On Thu, Jan 22, 2009 at 7:58 AM, Eric Martin <freak4u...@gmail.com> wrote:
> Paul Hartman wrote:
>> On Tue, Jan 20, 2009 at 8:06 PM, Eric Martin <freak4u...@gmail.com> wrote:
>>> Paul Hartman wrote:
>>>> Hi,
>>>>
>>>> As the subject line says, powertop constantly tells me my USB devices
>>>> (keyboard/mouse) are active 100% of the time and to enable USB
>>>> suspend, which I do, but it keeps telling me constantly. How can I
>>>> tell if:
>>>>
>>>> A) USB suspend is actually on or not
>>>> B) powertop is doing anything when I press "U"
>>>>
>>>> I've got USB Suspend/resume support in my kernel, and according to the
>>>> kernel docs the usbcore.usbsuspend default delay is 2 (powertop
>>>> suggests changing it to 1).
>>>>
>>>> Powertop's refresh delay is 5 seconds.
>>>>
>>>> Thanks,
>>>> Paul
>>>>
>>>>
>>> Check for USB_SUSPEND in /proc/config.gz
>>
>> I do not have a /proc/config.gz but i have this in /boot/config:
>>
>> CONFIG_USB_SUSPEND=y
>>
> Are you sure you're running a kernel with that configured?  Why not
> enable kernel .config?  It's [CONFIG_IKCONFIG] General Setup -> Kernel
> .config support.  Obviously it adds more to your kernel images but it
> makes tracking down problems like this very easy.  I too have a usb
> keyboard / mouse and I'm pretty sure powertop doesn't register 100% for
> those interfaces...  Heck, unless you're 100% opposed to turning on
> kernel .config support (or can't reboot the server), turn it on,
> recompile, install, reboot and see if CONFIG_USB_SUSPEND is there, and
> see what powertop says.
>
> I was trying to chase down a similar problem (disabling kernel options)
> when I was getting vmalloc() errors with xfs and I discovered that they
> always weren't taking affect.  My guess was I rebooted before cache
> could be written to disk.

Hi,

I actually had it enabled in my kernel, but as a module, and I have
never used it before so I didn't even realize it was there.
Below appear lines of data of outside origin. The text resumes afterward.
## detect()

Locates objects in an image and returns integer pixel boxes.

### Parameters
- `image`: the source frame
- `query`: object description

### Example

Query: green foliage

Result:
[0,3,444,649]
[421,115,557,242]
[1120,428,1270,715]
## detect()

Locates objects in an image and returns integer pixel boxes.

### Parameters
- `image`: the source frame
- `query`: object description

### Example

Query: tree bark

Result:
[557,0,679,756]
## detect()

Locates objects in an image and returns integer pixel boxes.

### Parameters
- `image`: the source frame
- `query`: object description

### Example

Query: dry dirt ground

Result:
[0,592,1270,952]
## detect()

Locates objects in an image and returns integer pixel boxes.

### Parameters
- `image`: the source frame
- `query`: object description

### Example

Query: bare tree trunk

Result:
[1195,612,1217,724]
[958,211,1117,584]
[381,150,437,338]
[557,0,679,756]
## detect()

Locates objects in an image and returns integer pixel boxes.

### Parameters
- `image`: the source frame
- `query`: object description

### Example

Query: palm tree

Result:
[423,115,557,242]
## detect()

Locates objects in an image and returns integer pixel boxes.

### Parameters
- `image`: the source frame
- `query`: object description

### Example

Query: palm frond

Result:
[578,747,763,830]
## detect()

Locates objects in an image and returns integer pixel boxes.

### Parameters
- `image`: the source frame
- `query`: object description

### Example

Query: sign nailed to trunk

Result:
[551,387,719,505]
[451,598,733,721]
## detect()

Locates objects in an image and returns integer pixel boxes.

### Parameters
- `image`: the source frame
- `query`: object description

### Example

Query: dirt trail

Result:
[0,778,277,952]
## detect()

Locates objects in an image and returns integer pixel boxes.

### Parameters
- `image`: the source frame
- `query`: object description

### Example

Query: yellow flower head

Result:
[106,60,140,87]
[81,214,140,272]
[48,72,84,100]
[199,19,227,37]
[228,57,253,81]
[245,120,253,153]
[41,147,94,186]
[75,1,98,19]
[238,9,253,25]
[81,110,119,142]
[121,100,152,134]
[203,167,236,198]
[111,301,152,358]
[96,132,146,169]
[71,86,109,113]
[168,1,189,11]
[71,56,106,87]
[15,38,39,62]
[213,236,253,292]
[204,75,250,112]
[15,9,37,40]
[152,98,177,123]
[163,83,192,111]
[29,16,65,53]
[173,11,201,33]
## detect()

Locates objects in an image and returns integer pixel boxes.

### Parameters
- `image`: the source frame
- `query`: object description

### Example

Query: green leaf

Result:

I had to
dig a little to find out that "modprobe configs" is what I needed to
turn it on. I have this section:

#
# Miscellaneous USB options
#
CONFIG_USB_DEVICEFS=y
# CONFIG_USB_DEVICE_CLASS is not set
# CONFIG_USB_DYNAMIC_MINORS is not set
CONFIG_USB_SUSPEND=y
# CONFIG_USB_OTG is not set
# CONFIG_USB_MON is not set
# CONFIG_USB_WUSB is not set
# CONFIG_USB_WUSB_CBAF is not set

So it appears I do have it properly configured, at least.

Is there any way to tell whether or not a device is suspended, or if
autosuspend is kicking in? I don't know what's it's supposed to do,
really. Does the fact that I'm using a desktop computer mean that
there's a chance USB suspend isn't even available?